Algunos remedios naturales

Si no quieres jugar la carta de los medicamentos, puedes intentar recuperarlo por medios naturales. Intenta lo siguiente:

  • Mantén un peso saludable
  • Haz ejercicio con regularidad
  • Evita el estrés
  • Duerme bien
  • Suprime o, al menos, minimiza el alcohol

También hay alimentos que pueden ayudar. Globalmente, los siguientes:

  • Nueces
  • Ostras
  • Aceitunas
  • Salmón
  • Aguacate
  • Kale, o col rizada
  • Chocolate negro
  • Garbanzos

Y en función del tipo de desequilibrio (la hormona afectada):

  • Estrógeno excesivo: Come muchas verduras crucíferas, como repollo, col rizada (kale), coles de Bruselas, brécol o coliflor. Contienen dos sustancias beneficiosas, azufre e indol-3-carbinol, que ayudan al hígado y al cuerpo en la eliminación de hormonas innecesarias.
  • Falta de estrógeno: Lo ideal es consumir alimentos ricos en fitoestrógenos, como las legumbres (los garbanzos en particular) y semillas de lino; también se encuentran en la soja, pero asegúrate de está fermentada (miso, tempeh)
  • Síndorme de ovario poliquístico: Sustituye la mayoría de los hidratos de carbono por grasas saludables, como las del salmón y demás pescados azules, o la de aguacates, frutos secos, aceite de oliva o semillas.
  • Síndrome premenstrual: comprueba tu nivel de vitamina D y plantéate tomar un suplemento si estás bajo.

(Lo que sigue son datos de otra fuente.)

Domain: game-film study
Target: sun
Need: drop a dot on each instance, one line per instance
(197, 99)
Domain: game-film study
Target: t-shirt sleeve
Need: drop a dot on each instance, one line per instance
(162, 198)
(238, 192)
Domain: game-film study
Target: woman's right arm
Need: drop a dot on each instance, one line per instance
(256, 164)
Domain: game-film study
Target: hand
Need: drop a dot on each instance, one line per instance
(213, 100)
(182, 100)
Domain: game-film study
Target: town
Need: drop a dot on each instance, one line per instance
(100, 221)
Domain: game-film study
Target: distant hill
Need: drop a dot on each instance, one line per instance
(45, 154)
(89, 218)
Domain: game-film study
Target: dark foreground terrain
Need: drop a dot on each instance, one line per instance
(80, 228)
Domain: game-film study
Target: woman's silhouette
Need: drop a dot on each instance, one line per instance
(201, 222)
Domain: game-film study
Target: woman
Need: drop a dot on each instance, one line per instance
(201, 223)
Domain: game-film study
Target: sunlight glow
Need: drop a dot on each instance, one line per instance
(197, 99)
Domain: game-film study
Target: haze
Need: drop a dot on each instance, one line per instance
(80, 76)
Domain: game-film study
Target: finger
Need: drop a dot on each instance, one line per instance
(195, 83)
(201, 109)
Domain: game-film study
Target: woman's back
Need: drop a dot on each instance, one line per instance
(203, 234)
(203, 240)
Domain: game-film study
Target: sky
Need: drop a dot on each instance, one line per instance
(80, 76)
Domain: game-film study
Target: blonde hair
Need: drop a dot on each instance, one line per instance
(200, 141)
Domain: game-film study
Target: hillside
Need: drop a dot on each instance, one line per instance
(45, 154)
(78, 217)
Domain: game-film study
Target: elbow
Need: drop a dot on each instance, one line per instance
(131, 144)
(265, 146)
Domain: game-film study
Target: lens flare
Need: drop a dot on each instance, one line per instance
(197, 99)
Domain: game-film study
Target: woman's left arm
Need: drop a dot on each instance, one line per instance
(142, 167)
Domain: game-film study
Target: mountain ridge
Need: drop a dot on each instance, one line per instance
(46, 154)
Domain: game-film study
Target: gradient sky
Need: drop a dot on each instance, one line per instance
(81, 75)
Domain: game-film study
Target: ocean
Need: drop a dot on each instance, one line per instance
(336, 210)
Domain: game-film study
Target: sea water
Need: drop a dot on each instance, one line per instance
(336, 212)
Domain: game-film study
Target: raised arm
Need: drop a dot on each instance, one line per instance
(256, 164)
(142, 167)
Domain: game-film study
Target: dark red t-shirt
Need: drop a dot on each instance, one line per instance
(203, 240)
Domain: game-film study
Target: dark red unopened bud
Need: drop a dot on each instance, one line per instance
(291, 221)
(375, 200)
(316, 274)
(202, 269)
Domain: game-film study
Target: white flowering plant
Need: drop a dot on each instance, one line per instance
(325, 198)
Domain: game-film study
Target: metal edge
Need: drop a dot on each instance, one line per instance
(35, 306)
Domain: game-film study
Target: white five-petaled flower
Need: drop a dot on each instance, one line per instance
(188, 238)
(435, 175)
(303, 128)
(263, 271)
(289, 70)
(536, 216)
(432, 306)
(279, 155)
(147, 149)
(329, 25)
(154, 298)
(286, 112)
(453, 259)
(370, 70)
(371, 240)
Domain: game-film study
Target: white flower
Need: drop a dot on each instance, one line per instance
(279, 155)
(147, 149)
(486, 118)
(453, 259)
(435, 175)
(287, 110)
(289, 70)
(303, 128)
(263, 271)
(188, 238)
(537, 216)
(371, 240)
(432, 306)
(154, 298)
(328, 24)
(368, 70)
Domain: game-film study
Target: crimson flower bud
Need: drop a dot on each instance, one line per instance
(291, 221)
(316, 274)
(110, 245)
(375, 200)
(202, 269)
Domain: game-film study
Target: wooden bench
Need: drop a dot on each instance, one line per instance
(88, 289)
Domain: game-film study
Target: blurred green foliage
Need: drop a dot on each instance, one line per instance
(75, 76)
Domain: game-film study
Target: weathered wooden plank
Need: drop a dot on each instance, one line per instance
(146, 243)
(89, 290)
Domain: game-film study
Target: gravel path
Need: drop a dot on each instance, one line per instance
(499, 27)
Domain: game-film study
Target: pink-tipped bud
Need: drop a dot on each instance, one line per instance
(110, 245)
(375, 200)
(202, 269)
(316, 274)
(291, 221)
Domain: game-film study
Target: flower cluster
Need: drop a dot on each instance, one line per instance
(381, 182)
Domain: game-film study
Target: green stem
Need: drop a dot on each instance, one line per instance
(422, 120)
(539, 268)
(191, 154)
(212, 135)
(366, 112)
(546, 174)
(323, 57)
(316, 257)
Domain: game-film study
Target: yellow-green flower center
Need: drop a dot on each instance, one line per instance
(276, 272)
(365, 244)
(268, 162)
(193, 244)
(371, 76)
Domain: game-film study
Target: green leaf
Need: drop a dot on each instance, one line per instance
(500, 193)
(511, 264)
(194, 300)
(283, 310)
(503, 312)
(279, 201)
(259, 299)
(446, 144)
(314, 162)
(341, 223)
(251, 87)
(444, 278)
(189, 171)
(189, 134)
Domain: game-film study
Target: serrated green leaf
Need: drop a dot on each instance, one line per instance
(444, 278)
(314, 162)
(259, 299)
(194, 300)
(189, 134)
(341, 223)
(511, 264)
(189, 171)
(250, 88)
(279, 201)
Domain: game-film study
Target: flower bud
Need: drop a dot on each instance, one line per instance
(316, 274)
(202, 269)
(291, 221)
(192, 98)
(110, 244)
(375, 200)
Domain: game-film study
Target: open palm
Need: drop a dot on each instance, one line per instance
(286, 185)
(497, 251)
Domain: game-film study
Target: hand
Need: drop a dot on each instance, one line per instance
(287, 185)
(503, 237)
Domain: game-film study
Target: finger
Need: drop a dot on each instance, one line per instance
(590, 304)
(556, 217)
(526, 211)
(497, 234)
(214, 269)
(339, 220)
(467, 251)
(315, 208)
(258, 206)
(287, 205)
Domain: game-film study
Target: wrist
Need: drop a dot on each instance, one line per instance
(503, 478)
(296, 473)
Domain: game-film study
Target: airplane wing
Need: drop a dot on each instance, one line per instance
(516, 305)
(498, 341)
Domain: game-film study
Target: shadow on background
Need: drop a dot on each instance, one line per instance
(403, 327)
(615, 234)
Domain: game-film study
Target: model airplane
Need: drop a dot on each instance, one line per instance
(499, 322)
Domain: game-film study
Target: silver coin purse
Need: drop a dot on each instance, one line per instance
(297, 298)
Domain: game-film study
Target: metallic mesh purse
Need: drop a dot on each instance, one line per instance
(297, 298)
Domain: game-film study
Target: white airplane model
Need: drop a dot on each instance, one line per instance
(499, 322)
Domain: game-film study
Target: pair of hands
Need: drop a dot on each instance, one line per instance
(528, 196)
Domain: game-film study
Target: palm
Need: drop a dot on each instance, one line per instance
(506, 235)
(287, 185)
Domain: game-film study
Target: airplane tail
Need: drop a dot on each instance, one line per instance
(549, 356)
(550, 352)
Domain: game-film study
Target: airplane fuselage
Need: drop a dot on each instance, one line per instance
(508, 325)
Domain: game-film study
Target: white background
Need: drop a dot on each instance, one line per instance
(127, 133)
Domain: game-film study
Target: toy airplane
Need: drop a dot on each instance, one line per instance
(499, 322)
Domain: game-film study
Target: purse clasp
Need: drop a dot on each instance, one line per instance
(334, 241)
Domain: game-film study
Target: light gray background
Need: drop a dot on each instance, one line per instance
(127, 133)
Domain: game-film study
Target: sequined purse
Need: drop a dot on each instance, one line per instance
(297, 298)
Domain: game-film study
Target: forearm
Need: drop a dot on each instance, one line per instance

Consume alimentos ricos en magnesio, como verduras de hoja verda, chocolate negro, legumbres, nueces y semillas.
  • Baja testosterona: ayudarán los alimentos ricos en zinc, como carnes rojas (preferiblemente alimentadas como pasto, no con piensos) y moluscos, como las ostras o los mejillones. Los veganos pueden sustituirlos con muchas lentejas y pipas de calabaza, aunque deberían considerar tomar suplementos.
  • Tiroides hiperactiva: el yodo es la clave, y está presente en gran cantidad en las algas marinas. El selenio es clave para convertir las hormonas tiroideas de manera que el cuerpo pueda usarlas: está presente en las nueces de Brasil.
  • Tiroides hipoactiva: Es importante ingerir una dieta equilibrada, con cantidades similares de carbohidratos (no refinados), proteínas y grasas saludables. También es importante no saltarse comidas ni comer demasiado rápido.